The Ethics of Egoism
Émile Armand, in his youth, joined the Salvation Army. Then he studied Tolstoy and became a Christian anarchist. Finally, still in his youth, he became an anarchist individualist, and so remained until he died, at the age of 90. I am told by one learned in such matters, a Freudian could deduce, from the above facts alone, that Émile Armand had a strong father fixation. This gives me the confidence to voice a speculation of my own, formulated while I was reading a new pamphlet of translations from his work.
I reckon he shared, with many saints of several religions, a profound longing to define what was admirable in human behaviour, and make this the pattern of his own behaviour. The strict moral code was what attracted him to the Sally Bash. He resigned to become a Christian anarchist when Tolstoy showed him how quasi-military ritual actually hindered strict ethical behaviour. And finally, when the study of Stirner and Nietzsche showed him that external moral forces also hindered personal responsibility, he gave up Christianity itself.
The essays in Sid Parker’s pamphlet are translated by three different writers and taken from two different periodicals. But all of them are on the subject of ethics. (The essays from Resistance, titled “The Future Society”, is about “the future humanity that individualists want.”) Instead of a mere memorial to a prolific anarchist writer, Parker has assembled a coherent and timely work on anarchism as a way of life.
Armand was a thorough-going anarchist; an honest believer in individual aspiration as the source of social harmony; one of those referred to by Bob Green in Anarchy 16 as, “the egotistic (sic) anarchists whose declared over-riding concern is with Number One.” His “individualism” was synonymous with Stirner’s “conscious egoism,” and the “egoism in sense 2” which the Shorter Oxford Dictionary defines as “Ethics. The theory which regards self-interest as the foundation of morality. Also, in practical sense; regard to one’s own interest, systematic selfishness.”
“Our kind of individualist,” he wrote, “recognizes as a motive nothing outside himself.” Presumably he preferred the word “individualism” because “egoism” is so easily confused with “egoism in senses 1, 3, and 4” (to say nothing of “egotism”), besides being open to deliberate misrepresentation.
There would appear to be a section of self styled anarchists who have taken over from the authoritarian socialists, who in turn adopted it from the Christians, the equation of selfishness with cynical sensuality.

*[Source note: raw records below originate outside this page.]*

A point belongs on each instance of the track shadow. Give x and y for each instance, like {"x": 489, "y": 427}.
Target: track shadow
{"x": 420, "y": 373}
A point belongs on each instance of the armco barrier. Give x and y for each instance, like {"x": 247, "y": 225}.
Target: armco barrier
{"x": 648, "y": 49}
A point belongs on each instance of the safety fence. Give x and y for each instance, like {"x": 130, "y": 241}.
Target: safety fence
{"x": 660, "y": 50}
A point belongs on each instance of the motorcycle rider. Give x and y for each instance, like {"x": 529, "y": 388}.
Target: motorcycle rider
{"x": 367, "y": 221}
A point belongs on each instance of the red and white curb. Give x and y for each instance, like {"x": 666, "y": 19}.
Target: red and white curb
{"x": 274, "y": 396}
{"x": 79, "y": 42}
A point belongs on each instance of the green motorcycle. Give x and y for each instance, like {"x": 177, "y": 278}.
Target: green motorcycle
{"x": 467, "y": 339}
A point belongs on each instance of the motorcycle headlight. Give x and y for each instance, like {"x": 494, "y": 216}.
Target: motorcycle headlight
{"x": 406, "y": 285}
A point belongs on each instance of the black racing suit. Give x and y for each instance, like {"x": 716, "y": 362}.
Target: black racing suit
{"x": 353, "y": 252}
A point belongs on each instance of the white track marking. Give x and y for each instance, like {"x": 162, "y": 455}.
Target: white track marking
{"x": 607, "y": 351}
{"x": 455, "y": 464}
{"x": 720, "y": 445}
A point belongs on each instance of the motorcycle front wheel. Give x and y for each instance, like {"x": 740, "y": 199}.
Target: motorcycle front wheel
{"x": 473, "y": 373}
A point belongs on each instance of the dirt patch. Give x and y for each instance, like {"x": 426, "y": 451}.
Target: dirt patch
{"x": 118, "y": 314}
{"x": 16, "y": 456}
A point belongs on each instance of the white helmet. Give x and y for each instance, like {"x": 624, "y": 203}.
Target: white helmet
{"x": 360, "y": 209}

These are the woolly-minded anarchists who think the egoist doesn’t give a damn for anyone else. They might be surprised to find Armand, who openly “recognizes as a motive nothing outside himself,” boasting that “our conception of comradeship raises itself like a lighthouse to remind the world that there are still persons capable of resisting the seductions and gross appetites of our philistine society.” Yet he shows quite clearly how self-interest leads to propaganda and the practice of mutual aid:
“Tending to live his own individual life at the risk of clashing intellectually, morally, and economically with his environment, the anarchist individualist tries to create in the same environment, by means of selection, individuals like himself are free from the prejudices and superstitions of authority, in order that the greatest possible number of men may actually live their own lives, uniting through personal affinities to practise their conceptions as far as possible. As individuals of his own “species” increase, so the power of environment over his own life diminishes.”
That “the egoist is more willing and eager than the humanist to give free reign to his aggressive impulses” is clearly shown to be a misunderstanding; and the question of how Armand’s anarchist would choose “given a clear choice between personal happiness and the happiness of others” is one which cannot arise. Were any man to “niggardly of heart,” so lacking in common sympathy as to be aware of such a choice, “he would feel himself incomplete,” and could not be an egoist. For the egoist must feel self-sufficient.
“This explains his plan for freeing his world of useless and avoidable suffering. He knows that this is possible when one prefers agreement to struggle, abstention to the unlatching of actions dictated by bitterness, animosity, or spite.”
Armand admits the existence of “armchair Nietzscheans or weekend Stirnerites” whose conception of egoism does not include a strict code of personal integrity, but he rejects them:
“The individualist as we know him abominates brutes, cretins, schemers, rogues, twisters, skunks, and so forth, no matter with what ideology they wish to conceal themselves.”
The integrity he wants, however, is strictly a matter of self-interest, quite different from submission to collective morality.
“The anarchist regulates his life not according to the law, like the legalists, nor according to a given collective mystique like the religious, the nationalists, or the socialists, but according to his own needs and personal aspirations. He is ready to make the concessions necessary to live with his comrades or his friends, but without making an obsession of these concessions….
“Instead of postponing individual happiness to the socialist or communist calends, he extols his present achievement of it by proclaiming the joy of living….
“The anarchists go forward, and by living for themselves, these egoists, they dig the furrow, they open the breach through which will pass the unique ones who will succeed them.”
 Anarchism and Individualism, three essays by É. Armand; published by S.E. Parker.